In market structure

A hearing to dismantle the proposed equity market reforms.

By Chris Nagy, guest columnist

In the afternoon of June 27th, a small hearing room in the Rayburn House Office Building was filled with market structure bluster and hyperbole.

The Capital Markets Subcommittee of the House Financial Services Committee held a hearing on SEC Chair Gensler’s equity market structure reform proposals.  The hearing was billed as: “Solutions in Search of a Problem: Chair Gensler’s Equity Market Structure Reforms.”

The irony of a hearing to talk about dismantling SEC reforms is Sam Rayburn (whom the building was named after) was so instrumental in the passage of the Truth in Securities Act, which established the Securities and Exchange Commission.

The Panel featured:

  • an Academic (Professor Jonathan Brogaard), who submitted as part of his testimony a report he wrote commissioned by Charles Schwab;
  • a spokesperson for the Equity Markets Association ( Kevin Kennedy) which is a lobby group of the three largest stock exchanges (CBOE, Nasdaq, and NYSE);
  • the head of a high frequency trading firm (Ari Rubenstein) and co-founder of a lobbying group for HFT (Modern Markets Initiative);
  • a market structure analyst from a large floor broker on the NYSE (Justin Schack), which has built a business model for offering cheap access to NYSE; and
  • A former regulator turned market policy expert for the “non-traditional” exchange, IEX (John Ramsay).

There were no investors or investor advocates— either for retail or institutional investors. There were no advocates for listed companies. There were no independent data providers.

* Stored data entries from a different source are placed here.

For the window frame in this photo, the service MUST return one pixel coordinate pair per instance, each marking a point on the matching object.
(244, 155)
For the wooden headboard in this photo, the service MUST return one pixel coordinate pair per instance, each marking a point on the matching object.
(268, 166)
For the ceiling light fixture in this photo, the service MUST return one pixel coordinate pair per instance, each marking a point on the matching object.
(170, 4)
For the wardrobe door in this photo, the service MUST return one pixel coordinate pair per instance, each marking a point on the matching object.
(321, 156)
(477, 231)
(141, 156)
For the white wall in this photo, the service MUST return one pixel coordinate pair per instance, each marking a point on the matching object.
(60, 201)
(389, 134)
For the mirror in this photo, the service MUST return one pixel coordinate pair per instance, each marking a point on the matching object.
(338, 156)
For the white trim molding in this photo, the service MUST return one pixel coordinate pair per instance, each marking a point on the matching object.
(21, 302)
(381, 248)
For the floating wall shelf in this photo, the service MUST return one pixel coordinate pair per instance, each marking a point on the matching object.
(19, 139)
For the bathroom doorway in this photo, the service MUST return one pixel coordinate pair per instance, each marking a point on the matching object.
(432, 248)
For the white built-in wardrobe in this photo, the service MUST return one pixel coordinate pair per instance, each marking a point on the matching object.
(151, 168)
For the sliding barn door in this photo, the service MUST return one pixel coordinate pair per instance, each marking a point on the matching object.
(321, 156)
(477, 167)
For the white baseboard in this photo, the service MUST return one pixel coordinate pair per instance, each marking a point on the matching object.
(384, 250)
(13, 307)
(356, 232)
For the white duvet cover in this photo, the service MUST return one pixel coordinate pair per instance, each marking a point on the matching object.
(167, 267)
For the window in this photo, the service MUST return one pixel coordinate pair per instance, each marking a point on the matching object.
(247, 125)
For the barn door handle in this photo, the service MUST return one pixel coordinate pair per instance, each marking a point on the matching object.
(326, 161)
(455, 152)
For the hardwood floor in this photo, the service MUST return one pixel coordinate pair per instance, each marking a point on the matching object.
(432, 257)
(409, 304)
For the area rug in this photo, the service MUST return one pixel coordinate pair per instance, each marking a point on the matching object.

Instead, it was largely a collection of market intermediaries whose business models (and profit margins) are precisely what Chair Gensler has acknowledged are the targets of the reforms.

Throughout the 2 ½ hour hearing we heard repeatedly from the majority of Republicans how the SEC lacks data for the proposed changes and that the SEC needs to continue to gather data first before proposing changes, citing Gensler’s SEC Rule 605 reforms which passed unilaterally.

We were a bit surprised — largely because of the Consolidated Audit Trail.

As you may recall, in the aftermath of the May 6, 2010 Flash Crash, the SEC proposed the CAT.

Further, a SEC/CFTC joint committee held hearings with industry participants and recommended rulemaking to protect the markets.

After over a decade of battles with exchanges and brokers (and mounting Republican objections), the CAT is finally up and running, For the first time in history the SEC actually now has the data in hand in a useful way to analyze market plumbing, market manipulation and more and based on this data, the SEC proposed these amendments.

In fact, the CAT was cited extensively in the proposing releases.  For example, the SEC rightly saw that the majority of all trading today (70+%) happens in share amounts less than 100 shares of stock, yet the markets only show prices to the public in increments of 100 shares or more. So in essence, things are not as robust and transparent as the panelists kept suggesting.

Put another way, the refrain that the SEC didn’t have or use the relevant data might have been a convenient crutch to forestall substantive reforms 14 years ago (and it was), but not now.  We’ve spent the past dozen years getting the regulators the data they need to act and now they have it and are using it. The talking point is now a vestige of a bygone era, and should join Kemba Walker in retirement.

More broadly, we have heard SEC Chair Gensler explain that the purpose of the market structure reform proposals was to make the plumbing of the markets more efficient. He wants to squeeze the middlemen, including exchanges and brokers. Thus, if you were to assemble a group that would be most likely to have concerns with that objective, you might assemble a panel of the folks whose profits would suffer from improved efficiency. And, here you have it.  As Walter Morrow, editor‐​in‐​chief of The Southwestern Group of Scripps‐​Howard Newspapers coined “There ain’t no such thing as free lunch.”  Indeed.

In the end, this panel really didn’t cover any new territory, but it will certainly be cited to support legislative proposals that likely won’t go anywhere this year, but could easily next year.

Chris Nagy is the Director of Research at Healthy Markets Association.